Le studio a donc ainsi connu plusieurs étapes dans sa construction, alternant le génie sous l'égide du Disney lui même mais aussi les périodes creuses avec la tripotée des dessins animés faiblards et limites ennuyeux comme Rox et Rouky. Les années 80 -90 ont été placées sous le sceau d'un renouveau de bon aloi (Petite sirène et autres Roi Lion) même si certains classiques d'aujourd'hui sentent malgré tout le repompage sur des œuvres phares d'autres pays.


On s'est ensuite essayé à séduire un public plus adolescent via La Planète au trésor ou Atlantide l'Empire perdu pour finir par comprendre qu'un bon métrage pouvait posséder plusieurs niveaux de lecture. Pixar n'est pas anodin dans l'affaire mais a permis à la souris aux grandes oreilles de sortir du marasme entamé avec la production de moultes suites d'anciens gros succès au scénario insipide et à la réalisation pour le moins bâclée (le Bossu de Notre Dame 2, La belle et la bête / clochard 2...).

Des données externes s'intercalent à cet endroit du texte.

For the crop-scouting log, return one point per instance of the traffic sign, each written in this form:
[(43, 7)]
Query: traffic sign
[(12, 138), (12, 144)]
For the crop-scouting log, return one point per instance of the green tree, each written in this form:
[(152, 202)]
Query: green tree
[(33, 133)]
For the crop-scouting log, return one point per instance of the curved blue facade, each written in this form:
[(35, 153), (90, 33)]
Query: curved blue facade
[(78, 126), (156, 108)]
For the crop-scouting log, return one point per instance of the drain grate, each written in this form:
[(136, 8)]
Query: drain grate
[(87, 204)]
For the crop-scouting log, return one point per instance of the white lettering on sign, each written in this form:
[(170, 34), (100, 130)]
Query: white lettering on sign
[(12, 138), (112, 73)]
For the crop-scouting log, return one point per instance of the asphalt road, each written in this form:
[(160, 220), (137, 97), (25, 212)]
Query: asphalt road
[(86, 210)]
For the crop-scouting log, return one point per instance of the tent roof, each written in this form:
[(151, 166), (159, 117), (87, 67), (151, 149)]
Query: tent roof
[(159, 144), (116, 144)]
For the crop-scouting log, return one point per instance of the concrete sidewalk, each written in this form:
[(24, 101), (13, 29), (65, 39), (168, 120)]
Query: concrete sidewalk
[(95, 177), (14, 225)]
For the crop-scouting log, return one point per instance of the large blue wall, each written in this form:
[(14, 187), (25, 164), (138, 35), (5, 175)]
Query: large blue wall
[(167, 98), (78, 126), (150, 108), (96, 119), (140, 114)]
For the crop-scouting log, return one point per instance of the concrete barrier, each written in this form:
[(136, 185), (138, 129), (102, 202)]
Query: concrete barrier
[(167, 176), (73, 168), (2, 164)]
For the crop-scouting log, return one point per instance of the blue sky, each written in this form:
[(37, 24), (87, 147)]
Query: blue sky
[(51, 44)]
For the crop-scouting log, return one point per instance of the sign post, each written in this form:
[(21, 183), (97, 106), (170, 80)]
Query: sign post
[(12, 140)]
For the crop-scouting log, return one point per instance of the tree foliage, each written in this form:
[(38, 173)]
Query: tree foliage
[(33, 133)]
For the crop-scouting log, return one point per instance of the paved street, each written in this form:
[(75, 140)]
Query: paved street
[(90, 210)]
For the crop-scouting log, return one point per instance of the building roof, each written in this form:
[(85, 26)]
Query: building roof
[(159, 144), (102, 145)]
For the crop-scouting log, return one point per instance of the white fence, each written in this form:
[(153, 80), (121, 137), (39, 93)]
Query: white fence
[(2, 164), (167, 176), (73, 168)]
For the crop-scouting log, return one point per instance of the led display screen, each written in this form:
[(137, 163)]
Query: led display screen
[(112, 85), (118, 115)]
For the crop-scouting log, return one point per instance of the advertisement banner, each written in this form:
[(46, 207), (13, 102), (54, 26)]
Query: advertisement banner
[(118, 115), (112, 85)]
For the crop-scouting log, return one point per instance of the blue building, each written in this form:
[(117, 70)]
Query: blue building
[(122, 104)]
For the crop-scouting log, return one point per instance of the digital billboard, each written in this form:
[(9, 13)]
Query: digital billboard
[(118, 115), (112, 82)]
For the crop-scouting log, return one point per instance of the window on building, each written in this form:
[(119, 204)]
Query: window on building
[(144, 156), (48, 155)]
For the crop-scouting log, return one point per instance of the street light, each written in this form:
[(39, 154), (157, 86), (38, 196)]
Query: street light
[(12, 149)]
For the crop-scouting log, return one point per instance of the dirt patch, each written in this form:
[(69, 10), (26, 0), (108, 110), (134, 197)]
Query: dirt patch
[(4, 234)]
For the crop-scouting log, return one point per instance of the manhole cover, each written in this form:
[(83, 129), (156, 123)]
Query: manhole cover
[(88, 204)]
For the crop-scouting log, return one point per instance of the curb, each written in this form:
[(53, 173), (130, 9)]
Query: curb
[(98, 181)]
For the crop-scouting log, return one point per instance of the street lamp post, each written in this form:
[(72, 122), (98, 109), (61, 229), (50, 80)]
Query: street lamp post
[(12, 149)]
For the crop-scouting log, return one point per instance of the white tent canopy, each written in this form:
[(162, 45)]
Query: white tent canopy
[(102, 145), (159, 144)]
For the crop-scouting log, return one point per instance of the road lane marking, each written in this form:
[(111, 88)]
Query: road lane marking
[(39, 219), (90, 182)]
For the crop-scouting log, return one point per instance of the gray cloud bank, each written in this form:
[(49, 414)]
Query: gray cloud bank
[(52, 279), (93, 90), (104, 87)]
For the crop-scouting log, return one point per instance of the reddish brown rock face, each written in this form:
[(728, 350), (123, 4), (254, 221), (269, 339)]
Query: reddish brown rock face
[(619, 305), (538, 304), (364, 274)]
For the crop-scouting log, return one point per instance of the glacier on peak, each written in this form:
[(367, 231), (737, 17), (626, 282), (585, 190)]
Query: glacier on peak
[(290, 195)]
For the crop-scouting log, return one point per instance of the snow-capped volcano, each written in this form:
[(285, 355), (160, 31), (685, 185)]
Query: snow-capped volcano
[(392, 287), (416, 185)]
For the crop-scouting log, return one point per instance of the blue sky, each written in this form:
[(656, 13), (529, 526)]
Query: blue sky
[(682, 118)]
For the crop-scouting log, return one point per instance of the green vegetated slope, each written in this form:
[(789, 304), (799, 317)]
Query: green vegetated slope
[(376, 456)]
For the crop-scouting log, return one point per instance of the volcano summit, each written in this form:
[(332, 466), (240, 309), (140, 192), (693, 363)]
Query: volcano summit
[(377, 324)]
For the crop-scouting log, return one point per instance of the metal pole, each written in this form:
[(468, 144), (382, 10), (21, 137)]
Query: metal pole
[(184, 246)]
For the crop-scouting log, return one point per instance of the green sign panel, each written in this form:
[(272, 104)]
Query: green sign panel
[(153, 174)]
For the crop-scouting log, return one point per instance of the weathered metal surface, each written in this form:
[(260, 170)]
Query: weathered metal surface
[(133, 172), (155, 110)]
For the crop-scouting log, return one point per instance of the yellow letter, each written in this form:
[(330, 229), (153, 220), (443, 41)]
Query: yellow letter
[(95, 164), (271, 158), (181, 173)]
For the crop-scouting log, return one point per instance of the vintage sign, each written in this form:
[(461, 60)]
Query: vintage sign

Ne nous leurrons pas pour autant. La section film en prises de vues réelles a suivi le même chemin. Quid d'une réalité certaine dans Copains des Neiges et Underdog? Il reste hors de question de heurter le jeune public avec des scènes de mort ou des décors traumatisants. L'école fantastique ,est un exemple type où les méchants ne meurent pas , tout comme Croc Blanc ne prenait pas le parti de démontrer la dureté de la vie dans le Yukon, se contentant d'amener par le rire le seul cadavre de tout le film.


Une ligne de conduite artistique sur laquelle la firme s'est calée tout au long de son existence. Le Maestro avait pourtant mis en place des méchants d'envergure, cruels, iconoclastes et provoquant certains frissons dans l'exécution de leurs basses besognes (Blanche Neige, la Belle au Bois dormant et dans une certaine mesure Pinocchio) ou dans l'accomplissement de leur folie( Cruella D'enfer). Mais ensuite? Qui se souvient du Bad guy d'Oliver? De celui de Basile détective privé? Ce ne sont pas forcément les premiers qui viennent à l'esprit. La Bande à Picsou , le Roi Lion, Hercule ou bien encore Lilo et Stitch, la Petite sirène appartiennent à la génération intermédiaire , au silver age, mais entre les deux périodes ? Le livre de la Jungle proposait Shere Kahn mais celui ci , tout comme le prince Jean de Robin des Bois étaient d'abord montrés , voire suggérés sous un jour inquiétant avant d'être finalement tournés en ridicule dans une scène finale parfois absurde.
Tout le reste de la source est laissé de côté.